Two powerful sacraments, Eucharist and Reconciliation, constants of our spiritual life, at the heart of the church, near the tomb of Saint Peter.
I don’t want you to think that I only approach confession when I’m in Rome!
At home with you in New York I try to go every two weeks, because I need it.
But it does have a special urgency and meaning here in Rome.
Near the tomb of Saint Peter, I can hear Jesus ask Him three times: “Simon, do you love me?” and then examine my conscience to see how I have failed to love the Lord and take care of his sheep.
Near his tomb, I picture myself, like Saint Peter, doubting Jesus and sinking in the waters of the storm.

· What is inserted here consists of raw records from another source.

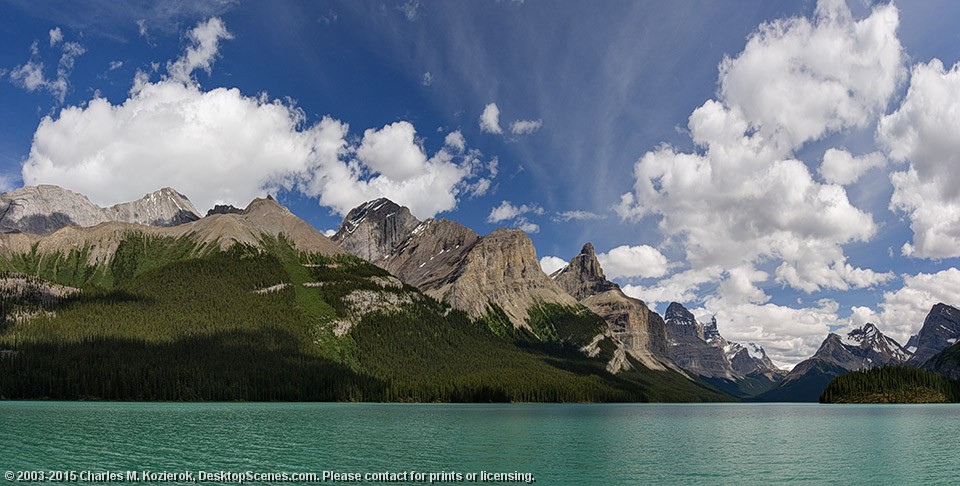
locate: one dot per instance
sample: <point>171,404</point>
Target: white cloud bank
<point>524,127</point>
<point>506,211</point>
<point>490,119</point>
<point>744,199</point>
<point>31,75</point>
<point>551,264</point>
<point>640,261</point>
<point>219,146</point>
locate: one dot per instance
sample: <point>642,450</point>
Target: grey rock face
<point>750,358</point>
<point>45,208</point>
<point>372,230</point>
<point>688,348</point>
<point>450,262</point>
<point>583,277</point>
<point>681,323</point>
<point>629,321</point>
<point>224,209</point>
<point>940,330</point>
<point>875,346</point>
<point>862,348</point>
<point>430,253</point>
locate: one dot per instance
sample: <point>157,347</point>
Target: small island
<point>891,384</point>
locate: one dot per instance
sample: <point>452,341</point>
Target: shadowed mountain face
<point>100,242</point>
<point>375,242</point>
<point>636,329</point>
<point>941,329</point>
<point>860,349</point>
<point>690,350</point>
<point>130,312</point>
<point>44,209</point>
<point>450,262</point>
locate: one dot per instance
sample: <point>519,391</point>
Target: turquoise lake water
<point>556,444</point>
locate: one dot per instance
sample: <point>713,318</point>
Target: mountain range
<point>477,317</point>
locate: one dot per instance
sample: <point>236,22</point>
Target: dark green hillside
<point>171,320</point>
<point>805,388</point>
<point>891,384</point>
<point>945,363</point>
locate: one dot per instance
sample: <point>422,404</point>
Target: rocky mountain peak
<point>224,209</point>
<point>46,208</point>
<point>373,229</point>
<point>710,331</point>
<point>678,315</point>
<point>941,329</point>
<point>583,276</point>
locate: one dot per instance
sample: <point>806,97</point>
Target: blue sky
<point>764,162</point>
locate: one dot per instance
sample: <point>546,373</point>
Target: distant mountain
<point>259,305</point>
<point>98,244</point>
<point>860,349</point>
<point>224,209</point>
<point>45,208</point>
<point>743,370</point>
<point>372,230</point>
<point>689,349</point>
<point>637,331</point>
<point>939,334</point>
<point>941,329</point>
<point>496,277</point>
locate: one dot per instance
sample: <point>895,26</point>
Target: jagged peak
<point>263,204</point>
<point>677,312</point>
<point>378,210</point>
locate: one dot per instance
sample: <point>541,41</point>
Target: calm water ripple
<point>560,444</point>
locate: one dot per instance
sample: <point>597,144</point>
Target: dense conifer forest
<point>891,384</point>
<point>170,319</point>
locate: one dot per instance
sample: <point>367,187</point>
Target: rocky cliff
<point>261,216</point>
<point>450,262</point>
<point>688,348</point>
<point>636,329</point>
<point>500,268</point>
<point>45,208</point>
<point>860,349</point>
<point>940,330</point>
<point>372,230</point>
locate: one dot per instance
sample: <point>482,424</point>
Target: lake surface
<point>557,444</point>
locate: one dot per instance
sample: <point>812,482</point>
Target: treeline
<point>168,319</point>
<point>891,384</point>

Adjacent to his burial place, I even admit that, like Peter, I have, in my thoughts, words, and actions, denied Jesus.
So my contrition is strong, my purpose of amendment firm, and I approach one of the Franciscans for confession in the corner of the massive basilica.
Then I say my penance before the tomb of Peter, under the high altar, and go to vest for the greatest prayer of all, the Holy Sacrifice of the Mass.
I will confess, sometimes my immediate reaction to a long Confession line is … something I need to add to my list. But is there a more merciful sight? Is there anything better than the Sacraments? Those two-fer days he describes are not bad at all. What a Divine embrace.